A Contemporary notmuch-hello Screen Powered by Those Saved Searches
   Welcome to notmuch. You have 2 299 messages.

Saved searches: [edit]

       1 627 inbox                           2 chase-up!
	 654 unread                         10 check!
	 117 flagged                         3 unsubscribe!
	  24 tofortnight                    85 goners
	  19 awaiting---resolved?           20 drafts

Search:                                                              .

All tags: [show]

      Type a search query and hit RET to view matching threads.
	     Edit saved searches with the `edit' button.
Hit RET or click on a saved search or tag name to view matching threads.
  `=' to refresh this screen. `s' to search messages. `q' to quit.
			Customize this page.

Note how only those searches which returned results form items in Notmuch’s Saved searches summary.
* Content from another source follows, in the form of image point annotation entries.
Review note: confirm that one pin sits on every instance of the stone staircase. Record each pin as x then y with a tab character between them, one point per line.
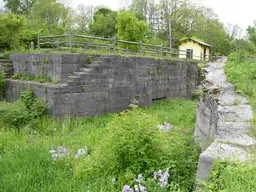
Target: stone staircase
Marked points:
75	77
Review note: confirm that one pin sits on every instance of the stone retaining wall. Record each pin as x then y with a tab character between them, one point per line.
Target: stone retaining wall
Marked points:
223	120
7	67
97	84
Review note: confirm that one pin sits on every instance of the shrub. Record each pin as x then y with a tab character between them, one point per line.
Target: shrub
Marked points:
226	176
22	111
30	169
135	146
15	114
2	83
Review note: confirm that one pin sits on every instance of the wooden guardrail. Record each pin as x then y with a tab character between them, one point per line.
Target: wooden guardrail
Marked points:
82	42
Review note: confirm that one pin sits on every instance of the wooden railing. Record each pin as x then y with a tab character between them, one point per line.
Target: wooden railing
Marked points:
81	42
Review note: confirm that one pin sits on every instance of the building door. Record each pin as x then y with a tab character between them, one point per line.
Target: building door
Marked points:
189	53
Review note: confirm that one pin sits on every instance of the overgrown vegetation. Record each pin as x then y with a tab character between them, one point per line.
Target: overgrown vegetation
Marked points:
22	21
114	148
241	72
237	176
2	83
23	111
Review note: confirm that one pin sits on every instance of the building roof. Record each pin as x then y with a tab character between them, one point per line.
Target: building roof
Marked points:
200	42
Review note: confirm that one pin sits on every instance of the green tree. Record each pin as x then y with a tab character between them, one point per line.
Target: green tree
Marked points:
19	6
83	18
251	30
49	16
130	28
10	29
104	23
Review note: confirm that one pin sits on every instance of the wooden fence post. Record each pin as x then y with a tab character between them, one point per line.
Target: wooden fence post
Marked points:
141	51
38	41
161	50
114	45
70	40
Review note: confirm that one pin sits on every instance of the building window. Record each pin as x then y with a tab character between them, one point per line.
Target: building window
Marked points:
189	53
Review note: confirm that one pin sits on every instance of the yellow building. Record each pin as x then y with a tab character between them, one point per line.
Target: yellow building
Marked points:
194	49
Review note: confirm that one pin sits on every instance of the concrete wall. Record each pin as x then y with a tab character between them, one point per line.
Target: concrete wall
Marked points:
97	84
223	121
7	67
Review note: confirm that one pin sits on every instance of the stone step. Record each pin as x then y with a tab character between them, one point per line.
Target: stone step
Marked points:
85	70
79	73
73	79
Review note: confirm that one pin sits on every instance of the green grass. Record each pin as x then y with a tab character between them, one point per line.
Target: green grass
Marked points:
237	176
94	52
26	164
241	72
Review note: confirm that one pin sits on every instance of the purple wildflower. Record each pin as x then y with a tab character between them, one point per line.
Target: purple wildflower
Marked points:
126	188
155	175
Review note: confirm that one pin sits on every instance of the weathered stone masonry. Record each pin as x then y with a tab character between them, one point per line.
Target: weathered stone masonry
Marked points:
97	84
223	121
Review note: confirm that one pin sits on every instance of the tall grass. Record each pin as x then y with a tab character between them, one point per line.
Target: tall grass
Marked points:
241	72
27	165
238	176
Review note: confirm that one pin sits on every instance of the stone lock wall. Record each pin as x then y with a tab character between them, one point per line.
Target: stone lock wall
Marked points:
96	84
223	121
7	67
References, Further Reading, and Whatnot

An overwhelming proportion of this page is based on direct observation of the tools themselves.  I have not yet bothered to cite many works of technology --- such as pieces of software --- in detail.  Their names alone will usually be sufficient to track down those still in common use.  My apologies for any trickier cases.  Let me know if you do need a hand identifying any of the tools that I have mentioned.
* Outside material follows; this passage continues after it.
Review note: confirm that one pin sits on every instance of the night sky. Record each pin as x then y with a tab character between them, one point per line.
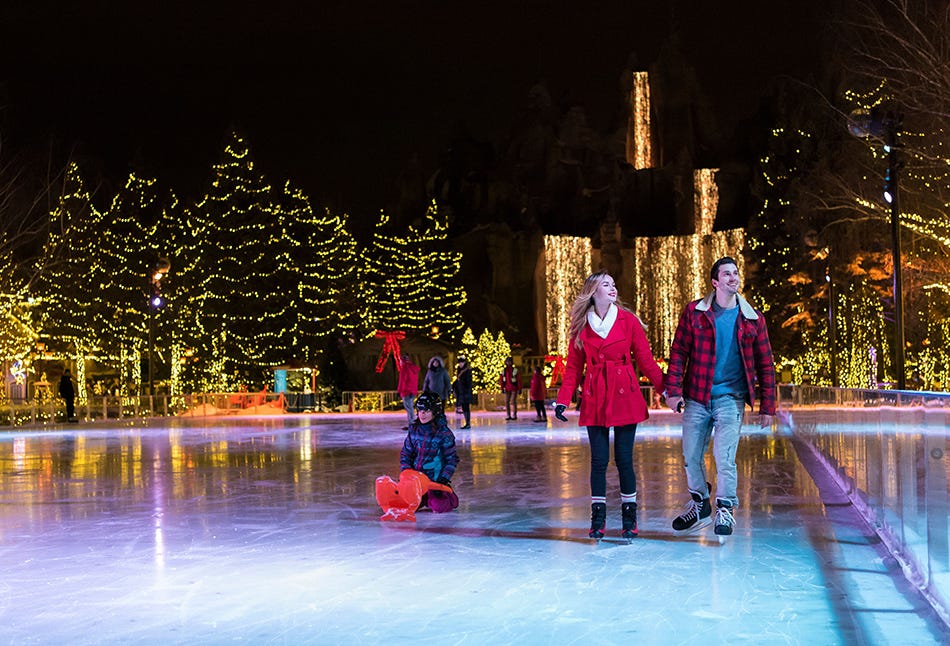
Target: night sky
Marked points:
339	96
I am gradually adding additional references, below.  There are some flagrantly technical documents, for those who would prefer to poke around with respect to published conventions.  There are holders of crucial detail largely lost on the prevailing literature.  Best of all --- there is the odd marvellous guide.  Happy exploring!

Technical Context

Shell Skills

Nicening Up Our Interface

Character Size and Font Choices for TTY

  • Console-setup User's Manual, on-line reference manual page console-setup(5), 11 March 2011.

Managing Messages

  • GNUnet Reference Manual version 0.13.3.  GNUnet e.V., circa 2019.  (archived webpage)
    By reconstructing the internet, for the better.
    Honestly, the GNU brand gives me the heebie-jeebies.  Surely there is further writing, out there, on this subject?  These are vital conversations!
  • Pocock, DanielReal-Time Communications Quick Start Guide.  2015.  (archived startpage/archived pdf)
    Methods which are more established.

Doing E-mails (in the Britney Spears sense)

These decades, hosting one’s own email might be beyond the expected scope of a gentle, general journal like Typing Computers Better.  Frankly, it is closely related.  Arguably, it is simpler than merely accessing one’s eem.  I may have lost my old links to trusty tutorials, but don’t you give up!